Finalmente Don Ross logró dejar de reír.

-Escuche, amigo alienígena que no puede matar -dijo Don-, los libraré de esto. Me ocuparé de que atraviesen nuestro cordón hacia la seguridad que desean. Pero lo divertido es el modo en que lo haré. Será obedeciendo órdenes y yendo hacia mi propia muerte. Saldré al espacio extraterrestre para morir allí. Usted, todos ustedes, pueden acompañarme y vivir allí. Navestop. Sus minúsculas naves no aparecerán en los detectores de la patrulla si tocan esta nave. Y por si eso fuera poco, la fuerza de gravedad de esta nave los empujará y no tendrán que utilizar combustible hasta que estén más allá del cordón y fuera del alcance de sus detectores. Podré recorrer, como mínimo, cien mil parsecs antes de que se agote el combustible.

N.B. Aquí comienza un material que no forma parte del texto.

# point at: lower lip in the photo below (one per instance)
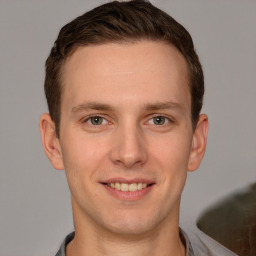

Hubo una prolongada pausa hasta que la voz en la mente de Don Ross dijo, débil y suavemente:

-Gracias.

Esperó hasta que las cinco naves desaparecieron de su visiplaca y oyó cinco ligeros sonidos cuando hicieron contacto con el casco de su propia nave. Después volvió a reír. Y obedeció órdenes: voló hacia el espacio y la muerte.

En un minúsculo planeta de una estrella lejana y débil, invisible desde la Tierra, y en el extremo más lejano de la galaxia, cinco veces la distancia que el hombre ha penetrado en el espacio, se eleva la estatua de un terráqueo. Es algo impresionante, de veinticinco centímetros de altura y exquisita factura.

Los bichos se deslizan sobre ella, pero tienen derecho a hacerlo; la construyeron y la honran. La estatua es de un metal sumamente duro. En un mundo sin atmósfera, durará eternamente… o hasta que los terráqueos la encuentren y la destruyan. A menos que, desde luego, para entonces los terráqueos hayan cambiado profundamente.